But it’s no longer like that for me. Plain and simple: clogged up emotions are very unhealthy. It’s like if a person never blew their nose. Disgusting. Your body just needs to cleanse itself of built up emotions, the same way it cleanses itself of organic material.

Maybe it seems… unromantic… to view crying and expelling emotions as base level as urinating. But whatever, lol. I have stuff to get done in this life, and I’ve wasted enough time carrying the weight of years of unshed emotions.

When you unkink your hose, the water can flow freely. When you unclench your body, the emotions can flow like a healing balm.

I hadn’t yet shed March’s emotions when I sat down on Monday to write my week’s newsletter. For the two hours I sat there, half of it was spent imagining myself punching a hole in the wall. I felt pinchy, irritated at one person, pissed at someone else, mad at my writing for not being good enough. Pinchy, punchy. I wanted to scream and rip my skin off like a snake. I needed to cry, but I wasn’t in the mood for all that messiness, so instead I let myself suffer a mini panic attack and then stayed up into early hours of the morning doing nothing but feeling angsty.

Hence, no newsletter, as much as I want to be regimented and consistent with it.

I’ve never been the kind of person who can keep their writing and personal life separate.

Imagine “13 Killer Blog Post Templates You Need to Start Implementing Today” automatically scheduled to post to your income-producing niche blog, while behind the scenes your heart is being rent in two. Maybe an efficient way to keep the checks coming in, but it feels soulless to me.

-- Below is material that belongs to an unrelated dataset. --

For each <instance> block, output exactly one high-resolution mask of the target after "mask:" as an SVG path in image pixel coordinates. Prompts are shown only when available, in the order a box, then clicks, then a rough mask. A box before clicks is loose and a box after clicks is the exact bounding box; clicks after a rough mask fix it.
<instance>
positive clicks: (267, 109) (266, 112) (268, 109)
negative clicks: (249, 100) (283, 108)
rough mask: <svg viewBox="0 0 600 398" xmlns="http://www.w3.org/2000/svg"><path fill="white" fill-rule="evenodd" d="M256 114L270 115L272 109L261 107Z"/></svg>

But being on the flip side, infusing my writing with real time emotions and personal struggles means it’s going to be hard to maintain scheduled output. Probably my biggest struggle is my autistic brain’s desire for routine and consistency vs my airy fairy desire for spontaneous magic, working hard and fast and then hibernating for a bit like the phases of the moon, and absolute freshness. Trying to figure out how the borders of my life, like a riverbank, can be stable and steady, and the content of my life, like a wild rushing river, is magical and fresh as a bucket of sparkling ice.

I’ve spent the past several days spending most of my time sitting outside, in a chair nestled in the rosebushes, clutching a cup of coffee, and moments of sobbing in between lots of reading and writing, some meditating.

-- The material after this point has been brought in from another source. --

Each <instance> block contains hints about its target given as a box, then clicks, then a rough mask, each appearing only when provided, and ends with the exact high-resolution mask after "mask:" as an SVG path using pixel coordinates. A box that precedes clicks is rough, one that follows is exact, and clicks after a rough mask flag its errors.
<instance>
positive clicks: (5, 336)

Crying because the roses are blooming in full force and I’m leaving for a weeklong trip to Idaho tomorrow and I’m going to miss them. Crying because I was daydreaming about someday getting a German Shepherd dog when I’m out on my own for good and then thought about Sam from I Am Legend. Crying because I’ll never get to see my brother again. He won’t come back like seasonal blooms or movie re-runs.

Crying is good. Sitting quietly with discomfort is good. Getting lobster red from the sun is good. Hang-drying clothes on the line so they can flap and gossip in the breeze and collect that fresh starchy smell is good.

I love April, said the tragic heroine.